Or “Tsar” if you will? In terms of the meaning “a guy who is in charge of stuff for a government department”. I first recall this used to describe the guy that Nixon put in charge of Energy during the Energy crisis as “the Energy Czar”. Was this the first use? And why a “czar”?
I don’t know either, but it is definitely a stupid title, and it’s proliferating. Every time I hear some appointee to some department or task force referred to as a “czar” on NPR I turn it off.
Oh, another question… is there ever the official title? Does it appear on their business cards and letterhead?
I’d love a memo from “The Office of the Drug Czar”.
And to make matters somewhat stranger, a friend of mine used to use “Phoning the Czar” as a euphemism for masturbation.
Him: “What are you doing in there? Phoning the Czar?”
Me: “Leave me alone, I’m just using the bathroom” :: Hangs up quickly ::
Well, the Czr/Tsar/Csar was the high Muckamuck running Russia, so obviously the title was based on him. I don’t know why they chose that rather than “Kaiser” or “Emperor” or “Imperator” or any other title they coulda used.

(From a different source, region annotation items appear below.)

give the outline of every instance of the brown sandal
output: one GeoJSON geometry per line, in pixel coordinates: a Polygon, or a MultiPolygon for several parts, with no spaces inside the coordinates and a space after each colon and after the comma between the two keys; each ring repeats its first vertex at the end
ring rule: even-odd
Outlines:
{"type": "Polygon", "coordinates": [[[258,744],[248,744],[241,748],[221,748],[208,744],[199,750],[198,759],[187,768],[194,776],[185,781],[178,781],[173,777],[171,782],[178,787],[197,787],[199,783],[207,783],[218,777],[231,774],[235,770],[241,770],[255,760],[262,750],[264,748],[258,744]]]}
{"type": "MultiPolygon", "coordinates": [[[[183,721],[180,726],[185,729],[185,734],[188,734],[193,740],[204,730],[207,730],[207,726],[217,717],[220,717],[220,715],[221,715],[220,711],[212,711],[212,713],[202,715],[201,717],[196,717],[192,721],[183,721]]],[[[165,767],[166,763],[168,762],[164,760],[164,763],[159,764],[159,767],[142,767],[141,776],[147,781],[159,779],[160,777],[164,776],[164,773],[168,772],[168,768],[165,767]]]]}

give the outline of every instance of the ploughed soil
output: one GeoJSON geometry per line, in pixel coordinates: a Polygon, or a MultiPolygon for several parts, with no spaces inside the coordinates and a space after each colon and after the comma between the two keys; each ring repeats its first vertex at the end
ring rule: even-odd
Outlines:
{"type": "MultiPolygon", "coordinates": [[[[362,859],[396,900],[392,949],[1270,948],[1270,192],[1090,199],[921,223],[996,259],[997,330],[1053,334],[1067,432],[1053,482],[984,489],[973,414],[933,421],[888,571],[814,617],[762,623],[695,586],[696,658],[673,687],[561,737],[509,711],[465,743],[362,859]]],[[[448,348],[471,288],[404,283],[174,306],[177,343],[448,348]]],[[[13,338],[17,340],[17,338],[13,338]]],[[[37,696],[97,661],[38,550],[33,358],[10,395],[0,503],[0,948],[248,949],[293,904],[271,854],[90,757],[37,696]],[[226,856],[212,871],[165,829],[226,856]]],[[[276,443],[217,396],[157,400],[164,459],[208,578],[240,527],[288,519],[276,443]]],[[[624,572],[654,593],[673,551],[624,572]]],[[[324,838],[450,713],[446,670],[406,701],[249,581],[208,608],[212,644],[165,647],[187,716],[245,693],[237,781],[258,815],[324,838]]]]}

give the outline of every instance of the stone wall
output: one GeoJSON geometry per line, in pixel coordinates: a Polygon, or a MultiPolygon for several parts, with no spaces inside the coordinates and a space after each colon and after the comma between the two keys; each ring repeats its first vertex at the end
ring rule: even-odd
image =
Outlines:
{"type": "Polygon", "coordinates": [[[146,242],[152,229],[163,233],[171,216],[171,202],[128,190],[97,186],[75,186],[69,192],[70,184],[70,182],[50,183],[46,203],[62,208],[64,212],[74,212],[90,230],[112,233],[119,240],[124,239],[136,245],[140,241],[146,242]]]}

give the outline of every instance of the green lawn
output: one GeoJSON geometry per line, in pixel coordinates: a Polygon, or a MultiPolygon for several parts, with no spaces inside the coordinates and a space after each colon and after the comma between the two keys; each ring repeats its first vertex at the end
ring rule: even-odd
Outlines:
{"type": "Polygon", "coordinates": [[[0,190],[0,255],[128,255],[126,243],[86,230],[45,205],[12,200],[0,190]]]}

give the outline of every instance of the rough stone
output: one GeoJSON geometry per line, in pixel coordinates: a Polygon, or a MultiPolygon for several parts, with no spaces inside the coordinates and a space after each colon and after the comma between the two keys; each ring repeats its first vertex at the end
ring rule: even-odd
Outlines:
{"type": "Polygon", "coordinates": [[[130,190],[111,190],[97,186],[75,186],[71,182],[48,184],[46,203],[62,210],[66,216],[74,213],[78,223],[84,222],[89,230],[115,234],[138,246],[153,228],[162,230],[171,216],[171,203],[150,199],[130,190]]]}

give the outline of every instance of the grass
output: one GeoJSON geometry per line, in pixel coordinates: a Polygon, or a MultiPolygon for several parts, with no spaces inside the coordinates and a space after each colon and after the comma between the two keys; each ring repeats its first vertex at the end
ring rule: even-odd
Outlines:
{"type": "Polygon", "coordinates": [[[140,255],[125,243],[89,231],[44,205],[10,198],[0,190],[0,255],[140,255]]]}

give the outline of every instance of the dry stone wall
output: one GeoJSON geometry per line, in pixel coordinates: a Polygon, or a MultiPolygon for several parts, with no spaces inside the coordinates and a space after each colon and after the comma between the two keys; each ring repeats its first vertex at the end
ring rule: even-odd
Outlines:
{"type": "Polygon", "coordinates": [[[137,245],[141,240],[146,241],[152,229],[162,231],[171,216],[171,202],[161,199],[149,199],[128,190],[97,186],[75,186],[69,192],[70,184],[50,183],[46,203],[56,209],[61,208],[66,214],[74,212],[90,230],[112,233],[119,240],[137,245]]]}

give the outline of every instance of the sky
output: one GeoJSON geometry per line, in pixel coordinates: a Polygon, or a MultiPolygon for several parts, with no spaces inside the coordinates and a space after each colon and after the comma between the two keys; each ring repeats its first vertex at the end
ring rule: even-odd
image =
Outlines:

Maybe because it was short, and couldn’t plausibly be confused with a real title.
Both “Czar” and “Kaiser” derive ultimately from “Caesar”, which was a family name. Be extremely and ruthlessly successful, and your name will appear thousands of years later as fanciful job descriptions and the names of months. As soon as I can get a large enough invasion force together, I’m making my bid to have “October” renamed “CalMeachamia”
I don’t know why the term czar was originally chosen, but the idea of investing someone with wide powers certainly fits in with the concept of a czar.
Czars are usually created for overseeing issues or matters that do not fall neatly within one particular branch of government. For example, the energy czar predated the Department of Energy, so the energy czar had influence (to some degree) over the Department of Commerce, Dept of Transportation, and so on. Same thing with the drug czar – he coordinates efforts among the Department of Justice, Department of Health and Human Services, Department of Education, etc.
And no, the official title is not “czar.” The drug czar’s title is actually the Director of the Office of National Drug Control Policy, for example.
Judging from history, a czar is also the person to be shot after a change of management.
The weird thing is that often public officials who are called a “czar” often have little real power. They’ll be put “in charge” of a bunch of existing agencies but usually will not have the power to hire or fire people or to allocate budgets. So the agencies will often end up ignoring their new “boss”.
Slight hijack:
Has there ever been a female “czar” in the government. If so, what did they call her?
Utah had a female porn czar a couple years ago. She got dumped after massive ridicule.
Calmeachamber sounds better.
I think the term “czar” first became popular in Washington when there were really big, complex, multiagency problems that seemed to require a single person in charge, with the authority and power to get stuff done (drugs, energy, terrorism, and now, perhaps, post-Katrina reconstruction). I feel like rolling my eyes every time somebody proposes a new czar for this or that - it’s implicitly saying that the current structure of government is ill-suited for whatever the problem *du jour * is. I don’t think the Framers would be too enthused about our yearning for subject-specific autocrats.
The corresponding term for a group of people would be “Marketing Department of the Sirius Cybernetics Corporation.”